Member of the Grand National Assembly
- Incumbent
- Assumed office 8 July 2018
- Constituency: Gaziantep (2018)
- In office 12 June 2011 – 7 June 2015
- Constituency: Gaziantep (2011)

Deputy Minister of European Union Affairs
- Incumbent
- Assumed office 29 May 2016
- Minister: Ömer Çelik
- In office 9 January 2016 – 24 May 2016
- Minister: Volkan Bozkır
- Preceded by: Alaattin Büyükkaya

Personal details
- Born: 2 January 1970 (age 56) Nizip, Gaziantep, Turkey
- Party: Justice and Development Party (AKP)
- Children: 2
- Alma mater: University of Karachi

= Ali Şahin (politician, born 1970) =

Turkish politician

Ali Şahin (born 2 January 1970) is a Turkish politician who has been Deputy Minister of European Union Affairs since January 2016. He served as a member of parliament for Gaziantep from Justice and Development Party (AKP) between 2011 and 2015. He was a candidate for MP at the June 2015 and November 2015 general elections. He managed to get on the AKP's Gaziantep candidates' lists but did not succeed in being re-elected MP again. He was elected as the TGNA XXVII. period AK Party Gaziantep deputy in the 24 June 2018 parliamentary elections. He served as the AK Party deputy chairman of social policies, a member of the Foreign Affairs Committee of the Parliament, and a member of the PACE Turkish Group. The Sitara-i-Pakistan was conferred upon him in 2020 by the president of Pakistan, Dr. Arif Alvi. He is on duty as the chairman of the Turkiye – Pakistan Parliamentary Friendship Group.
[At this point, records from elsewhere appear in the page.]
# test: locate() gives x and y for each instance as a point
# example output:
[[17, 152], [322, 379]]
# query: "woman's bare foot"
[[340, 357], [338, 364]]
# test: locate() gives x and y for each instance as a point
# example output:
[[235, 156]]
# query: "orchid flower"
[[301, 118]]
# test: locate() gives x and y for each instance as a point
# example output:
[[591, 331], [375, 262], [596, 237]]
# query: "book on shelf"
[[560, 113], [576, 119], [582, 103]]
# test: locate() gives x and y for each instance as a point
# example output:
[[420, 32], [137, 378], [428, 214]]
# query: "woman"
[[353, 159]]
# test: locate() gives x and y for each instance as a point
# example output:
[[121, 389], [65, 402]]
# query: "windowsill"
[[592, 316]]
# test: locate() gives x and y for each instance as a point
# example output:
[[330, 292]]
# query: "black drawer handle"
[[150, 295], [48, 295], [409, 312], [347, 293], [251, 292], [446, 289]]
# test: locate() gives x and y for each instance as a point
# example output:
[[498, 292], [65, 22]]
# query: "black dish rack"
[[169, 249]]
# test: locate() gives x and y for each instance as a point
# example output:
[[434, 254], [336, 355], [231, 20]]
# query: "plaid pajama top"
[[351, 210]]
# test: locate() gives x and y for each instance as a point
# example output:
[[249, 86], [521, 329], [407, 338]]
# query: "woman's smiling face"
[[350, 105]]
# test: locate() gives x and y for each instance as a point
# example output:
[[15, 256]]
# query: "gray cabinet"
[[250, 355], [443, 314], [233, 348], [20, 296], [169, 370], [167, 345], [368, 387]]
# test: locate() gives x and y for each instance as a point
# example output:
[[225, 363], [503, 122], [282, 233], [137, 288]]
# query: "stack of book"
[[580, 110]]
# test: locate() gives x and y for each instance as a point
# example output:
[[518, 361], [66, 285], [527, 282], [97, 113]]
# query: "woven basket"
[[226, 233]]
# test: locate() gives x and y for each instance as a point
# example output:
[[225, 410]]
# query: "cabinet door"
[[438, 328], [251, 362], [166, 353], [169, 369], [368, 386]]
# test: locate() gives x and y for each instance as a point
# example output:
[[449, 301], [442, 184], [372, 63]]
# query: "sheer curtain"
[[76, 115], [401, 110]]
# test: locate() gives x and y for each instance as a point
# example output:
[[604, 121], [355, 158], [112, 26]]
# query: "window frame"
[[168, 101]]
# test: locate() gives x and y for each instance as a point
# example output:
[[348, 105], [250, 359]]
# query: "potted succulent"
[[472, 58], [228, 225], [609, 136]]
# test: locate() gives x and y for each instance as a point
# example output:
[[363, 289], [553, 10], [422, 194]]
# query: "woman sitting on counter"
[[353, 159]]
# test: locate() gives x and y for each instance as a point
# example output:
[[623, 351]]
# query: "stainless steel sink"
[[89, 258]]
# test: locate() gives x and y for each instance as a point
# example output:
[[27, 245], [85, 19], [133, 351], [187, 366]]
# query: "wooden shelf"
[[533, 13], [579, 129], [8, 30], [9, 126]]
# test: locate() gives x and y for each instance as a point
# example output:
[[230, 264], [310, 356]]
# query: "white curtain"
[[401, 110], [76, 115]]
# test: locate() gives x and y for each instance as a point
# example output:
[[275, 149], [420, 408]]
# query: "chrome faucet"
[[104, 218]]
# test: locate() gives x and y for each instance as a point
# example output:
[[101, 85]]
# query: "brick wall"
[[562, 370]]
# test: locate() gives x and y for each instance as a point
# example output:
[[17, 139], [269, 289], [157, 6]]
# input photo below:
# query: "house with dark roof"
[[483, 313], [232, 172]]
He was selected as the administrative chief of the presidency of the Grand National Assembly of Turkey on 9 July 2020. On 6 January 2022, he was selected as the head of the Turkish Delegation of the Latin American and Caribbean Parliament (Parlatino) in the Turkish Grand National Assembly.

Şahin finished his bachelor's and master's degree in international relations from Karachi University, Pakistan, from 1990 to 1997. He is married, has two children and he is fluent in English, Urdu and Arabic.